Tomorrow (19 Aug), I'm appearing at the San Diego Union-Tribune Festival of Books. I'm on a 2:30PM panel called "Return From Retirement," followed by a signing:
https://www.sandiegouniontribune.com/festivalofbooks
The crybabies who freak out about The Communist Manifesto appearing on university curriculum clearly never read it – chapter one is basically a long hymn to capitalism's flexibility and inventiveness, its ability to change form and adapt itself to everything the world throws at it and come out on top:
https://www.marxists.org/archive/marx/works/1848/communist-manifesto/ch01.htm#007
Today, leftists signal this protean capacity of capital with the -washing suffix: greenwashing, genderwashing, queerwashing, wokewashing – all the ways capital cloaks itself in liberatory, progressive values, while still serving as a force for extraction, exploitation, and political corruption.
A smart capitalist is someone who, sensing the outrage at a world run by 150 old white guys in boardrooms, proposes replacing half of them with women, queers, and people of color. This is a superficial maneuver, sure, but it's an incredibly effective one.
In "Open (For Business): Big Tech, Concentrated Power, and the Political Economy of Open AI," a new working paper, Meredith Whittaker, David Gray Widder and Sarah B Myers document a new kind of -washing: openwashing:
https://papers.ssrn.com/sol3/papers.cfm?abstract_id=4543807
Openwashing is the trick that large "AI" companies use to evade regulation and neutralizing critics, by casting themselves as forces of ethical capitalism, committed to the virtue of openness. No one should be surprised to learn that the products of the "open" wing of an industry whose products are neither "artificial," nor "intelligent," are also not "open." Every word AI huxters say is a lie; including "and," and "the."
So what work does the "open" in "open AI" do? "Open" here is supposed to invoke the "open" in "open source," a movement that emphasizes a software development methodology that promotes code transparency, reusability and extensibility, which are three important virtues.
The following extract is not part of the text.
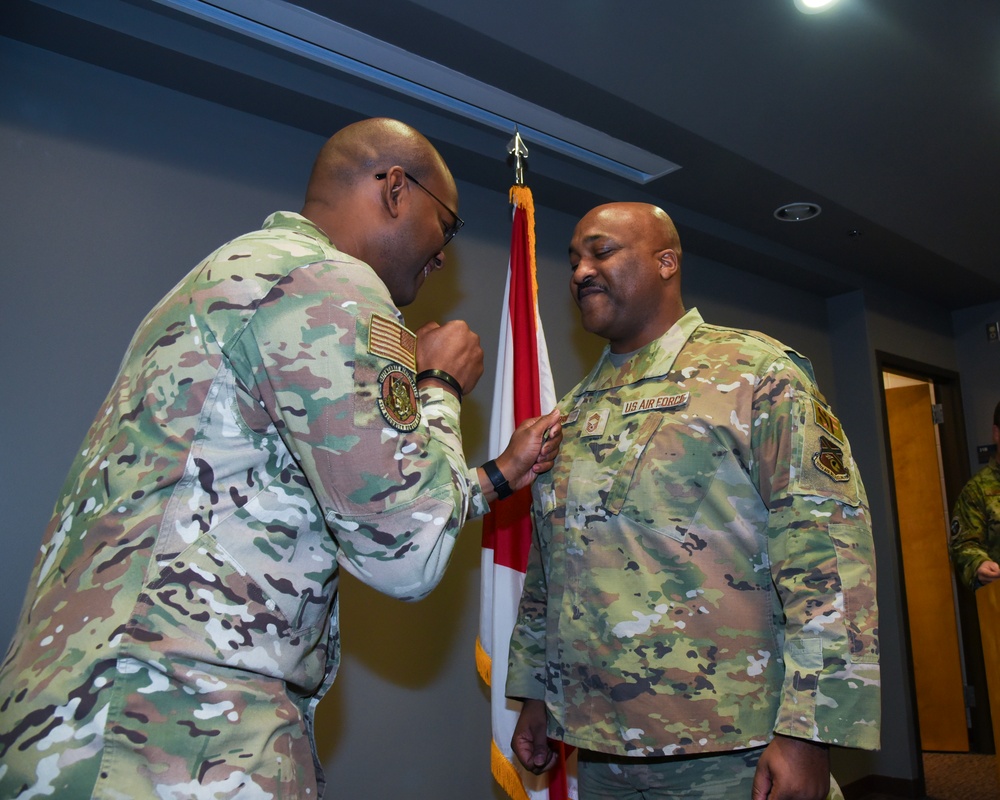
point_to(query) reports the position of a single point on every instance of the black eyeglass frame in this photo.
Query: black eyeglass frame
(451, 231)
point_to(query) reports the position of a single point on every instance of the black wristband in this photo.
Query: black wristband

But "open source" itself is an offshoot of a more foundational movement, the Free Software movement, whose goal is to promote freedom, and whose method is openness. The point of software freedom was technological self-determination, the right of technology users to decide not just what their technology does, but who it does it to and who it does it for:
https://locusmag.com/2022/01/cory-doctorow-science-fiction-is-a-luddite-literature/
The open source split from free software was ostensibly driven by the need to reassure investors and businesspeople so they would join the movement. The "free" in free software is (deliberately) ambiguous, a bit of wordplay that sometimes misleads people into thinking it means "Free as in Beer" when really it means "Free as in Speech" (in Romance languages, these distinctions are captured by translating "free" as "libre" rather than "gratis").
The idea behind open source was to rebrand free software in a less ambiguous – and more instrumental – package that stressed cost-savings and software quality, as well as "ecosystem benefits" from a co-operative form of development that recruited tinkerers, independents, and rivals to contribute to a robust infrastructural commons.
But "open" doesn't merely resolve the linguistic ambiguity of libre vs gratis – it does so by removing the "liberty" from "libre," the "freedom" from "free." "Open" changes the pole-star that movement participants follow as they set their course. Rather than asking "Which course of action makes us more free?" they ask, "Which course of action makes our software better?"
Thus, by dribs and drabs, the freedom leeches out of openness. Today's tech giants have mobilized "open" to create a two-tier system: the largest tech firms enjoy broad freedom themselves – they alone get to decide how their software stack is configured. But for all of us who rely on that (increasingly unavoidable) software stack, all we have is "open": the ability to peer inside that software and see how it works, and perhaps suggest improvements to it:
https://www.youtube.com/watch?v=vBknF2yUZZ8
In the Big Tech internet, it's freedom for them, openness for us. "Openness" – transparency, reusability and extensibility – is valuable, but it shouldn't be mistaken for technological self-determination. As the tech sector becomes ever-more concentrated, the limits of openness become more apparent.
But even by those standards, the openness of "open AI" is thin gruel indeed (that goes triple for the company that calls itself "OpenAI," which is a particularly egregious openwasher).
The paper's authors start by suggesting that the "open" in "open AI" is meant to imply that an "open AI" can be scratch-built by competitors (or even hobbyists), but that this isn't true. Not only is the material that "open AI" companies publish insufficient for reproducing their products, even if those gaps were plugged, the resource burden required to do so is so intense that only the largest companies could do so.
Beyond this, the "open" parts of "open AI" are insufficient for achieving the other claimed benefits of "open AI": they don't promote auditing, or safety, or competition. Indeed, they often cut against these goals.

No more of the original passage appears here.